May 2, 2009

Sacred Concerts: The Life of Alessandro Scarlatti, The “Grandfather” of Classical Music

Alessandro Scarlatti
By Niccolò Graffio
“Let every man praise the bridge that crosses him over.” –English proverb
Alessandro Scarlatti was born on May 2, 1660 in either Palermo or Trapani, Sicily, at that time part of the Kingdom of Sicily. Nothing is known of his early musical education. In 1672 he was sent to live with a relative in Rome.  It is generally believed by modern scholars that while there he was schooled by the composer Giacomo Cassini. It is also believed by many that he must have had contact with teachers from Northern Italy, since his early works show influence by Alessandro Stradella and Giovanni Legrenzi.

In April, 1678 Scarlatti married Antonia Anzalone, who bore him ten children (including his son and musical successor Domenico).  Sadly, only half would reach adulthood.  At the age of 19 he produced his first opera, Gli Equivoci nel Sembiante.  The success of this gained him the patronage of Queen Christina of Sweden, who was living at the time in Rome following her abdication and conversion to Catholicism.

In February of 1684 he became the maestro di cappella to the Viceroy of Naples.  It is believed this largely came about due to the influence of one of his sisters, an opera singer who was the mistress of an influential nobleman.  Ironically, it was gossip about both his sisters’ scandalous behavior that forced him to leave Rome for Naples in the first place!  He remained in that official capacity for 18 years.  An avid workaholic (no doubt due to his impoverished childhood), during his tenure in Naples he produced a long series of operas as well as other music for state occasions.

By 1702 foreign intrigues forced him to leave Naples, not to return until the end of the Spanish domination of that city in 1708.   During the interim he enjoyed first the patronage of Fernando de’ Medici in Florence and subsequently Cardinal Ottoboni in Rome.  It was during this period he composed his “magnum opus”: Mitridate Eupatore (1707) in Venice.

As a result of his diminishing popularity in Naples, in 1717 he relocated to Rome, where he wrote some of his finest operas including: Telemaco (1718), Marco Attilio Regolo (1719) and La Griselda (1721).

In addition to being a composer, Scarlatti was active as a teacher.  His fame was such that the German composers Johann Joachim Quantz and Johann Adolphe Hasse (among others) actively sought him out.  Sadly, the great composer was not to have the buona morte he so richly deserved.  After 1725 his output declined while his financial hardships increased.  He died in Naples on October 24, 1725, saddled with debt.

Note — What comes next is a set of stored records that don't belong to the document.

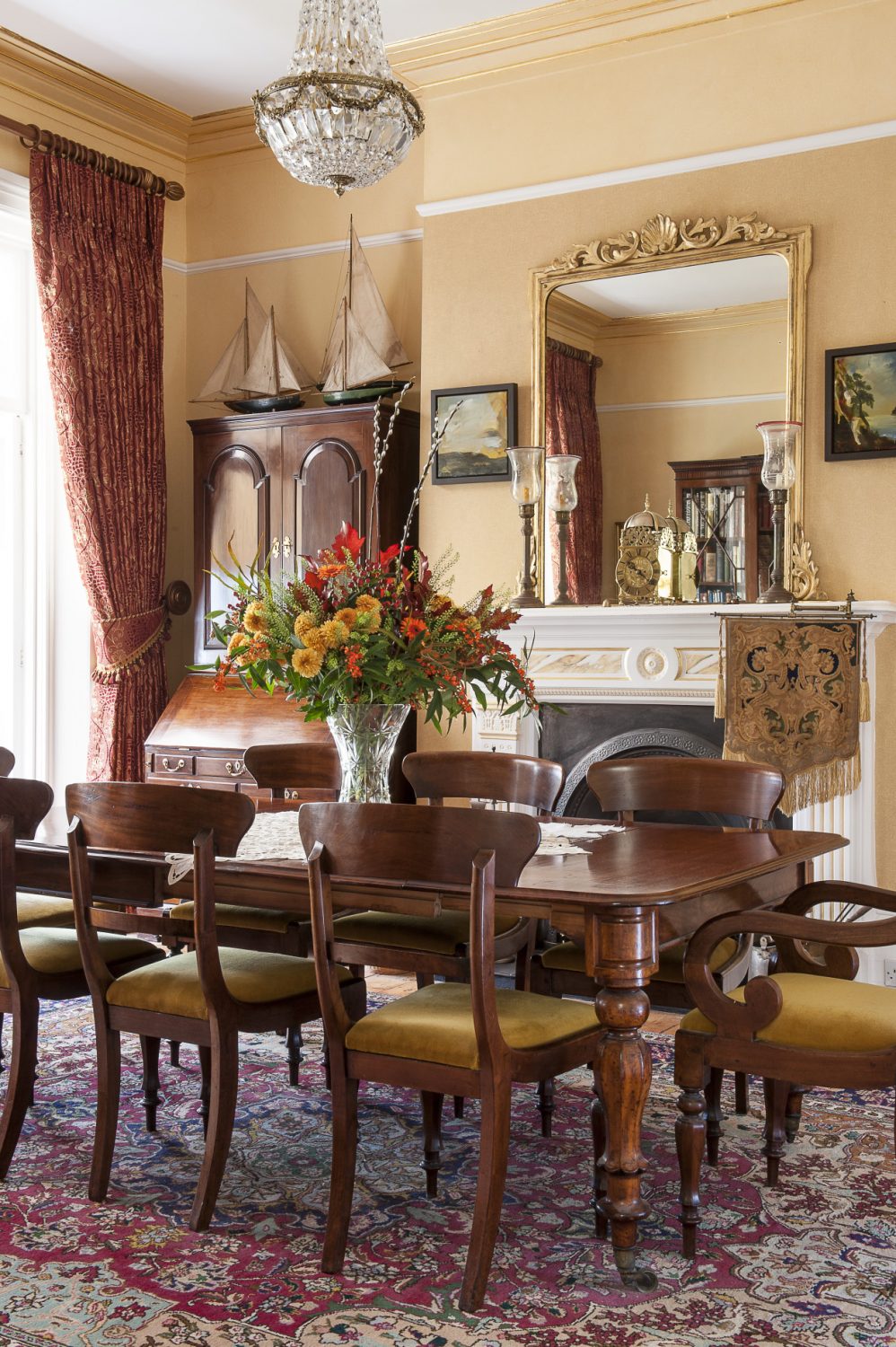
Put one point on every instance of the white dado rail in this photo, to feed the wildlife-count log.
(669, 654)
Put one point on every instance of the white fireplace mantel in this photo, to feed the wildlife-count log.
(669, 654)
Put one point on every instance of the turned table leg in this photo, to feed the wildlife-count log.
(624, 950)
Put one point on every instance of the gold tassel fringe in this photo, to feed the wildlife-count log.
(817, 784)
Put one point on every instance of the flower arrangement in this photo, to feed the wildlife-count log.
(376, 630)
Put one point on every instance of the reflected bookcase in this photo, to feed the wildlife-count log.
(729, 511)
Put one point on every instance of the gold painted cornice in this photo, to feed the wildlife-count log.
(73, 89)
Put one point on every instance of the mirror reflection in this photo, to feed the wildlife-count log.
(680, 366)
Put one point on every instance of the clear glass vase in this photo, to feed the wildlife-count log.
(365, 737)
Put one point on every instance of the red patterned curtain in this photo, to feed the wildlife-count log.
(570, 427)
(97, 248)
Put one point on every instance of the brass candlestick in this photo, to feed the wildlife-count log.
(526, 465)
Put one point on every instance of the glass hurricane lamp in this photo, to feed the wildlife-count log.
(526, 487)
(338, 119)
(779, 474)
(562, 497)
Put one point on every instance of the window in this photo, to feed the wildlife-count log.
(45, 654)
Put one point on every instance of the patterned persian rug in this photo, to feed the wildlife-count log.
(812, 1263)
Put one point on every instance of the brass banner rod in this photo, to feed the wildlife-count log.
(48, 142)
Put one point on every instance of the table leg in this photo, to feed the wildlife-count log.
(624, 954)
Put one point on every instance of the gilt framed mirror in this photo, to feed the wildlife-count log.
(693, 331)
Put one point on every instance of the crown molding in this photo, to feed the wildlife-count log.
(73, 89)
(567, 27)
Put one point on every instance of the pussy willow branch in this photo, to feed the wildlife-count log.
(380, 446)
(438, 436)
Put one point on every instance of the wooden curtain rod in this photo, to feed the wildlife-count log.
(48, 143)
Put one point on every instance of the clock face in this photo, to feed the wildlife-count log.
(637, 574)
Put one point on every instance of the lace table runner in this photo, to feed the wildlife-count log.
(275, 837)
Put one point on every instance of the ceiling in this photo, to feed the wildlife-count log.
(205, 56)
(691, 288)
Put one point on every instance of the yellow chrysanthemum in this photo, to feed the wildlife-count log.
(253, 619)
(307, 663)
(333, 633)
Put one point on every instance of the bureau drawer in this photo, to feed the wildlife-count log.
(164, 765)
(225, 767)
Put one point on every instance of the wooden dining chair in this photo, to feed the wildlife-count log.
(206, 996)
(716, 791)
(40, 962)
(444, 1037)
(806, 1026)
(439, 945)
(294, 772)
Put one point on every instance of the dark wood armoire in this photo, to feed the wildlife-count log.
(277, 485)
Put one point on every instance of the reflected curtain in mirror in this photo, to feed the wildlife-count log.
(97, 247)
(570, 427)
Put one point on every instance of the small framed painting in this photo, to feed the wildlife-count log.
(860, 403)
(476, 442)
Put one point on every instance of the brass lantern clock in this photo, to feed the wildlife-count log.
(637, 570)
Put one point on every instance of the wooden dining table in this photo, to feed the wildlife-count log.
(626, 894)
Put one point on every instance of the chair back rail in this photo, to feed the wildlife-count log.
(132, 816)
(701, 786)
(406, 845)
(23, 805)
(294, 767)
(121, 816)
(510, 778)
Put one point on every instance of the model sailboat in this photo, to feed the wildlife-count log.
(258, 372)
(364, 348)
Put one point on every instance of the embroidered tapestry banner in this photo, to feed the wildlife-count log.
(793, 700)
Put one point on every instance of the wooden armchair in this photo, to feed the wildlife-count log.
(439, 946)
(806, 1026)
(295, 772)
(40, 962)
(631, 787)
(204, 997)
(444, 1037)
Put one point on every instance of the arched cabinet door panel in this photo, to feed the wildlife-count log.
(323, 484)
(234, 493)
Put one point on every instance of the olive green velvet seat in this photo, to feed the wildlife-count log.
(822, 1015)
(43, 910)
(435, 1024)
(250, 978)
(448, 934)
(570, 958)
(56, 953)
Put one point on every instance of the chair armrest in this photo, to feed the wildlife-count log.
(763, 999)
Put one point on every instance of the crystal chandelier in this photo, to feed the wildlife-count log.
(338, 119)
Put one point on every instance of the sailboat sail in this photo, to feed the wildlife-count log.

Scarlatti’s significance in the history of music cannot be underestimated.  In addition to composing 115 operas, 20 oratorios, over 40 motets and 10 masses, he is known to have written almost 700 cantatas.  It is in these pieces for solo voices that we see the composer’s true genius!  They represent the most intellectual style of their period.

Musicologists consider Scarlatti to be an important link between the Baroque period of music and what was to come.  He is considered the founder of the Neapolitan school of opera.  On his tombstone he is called musices instaurator maximus, a fitting epitaph for the man who was instrumental in ushering in the greatest age of music that mankind has ever known or ever will know: the Classical Period in Western Music!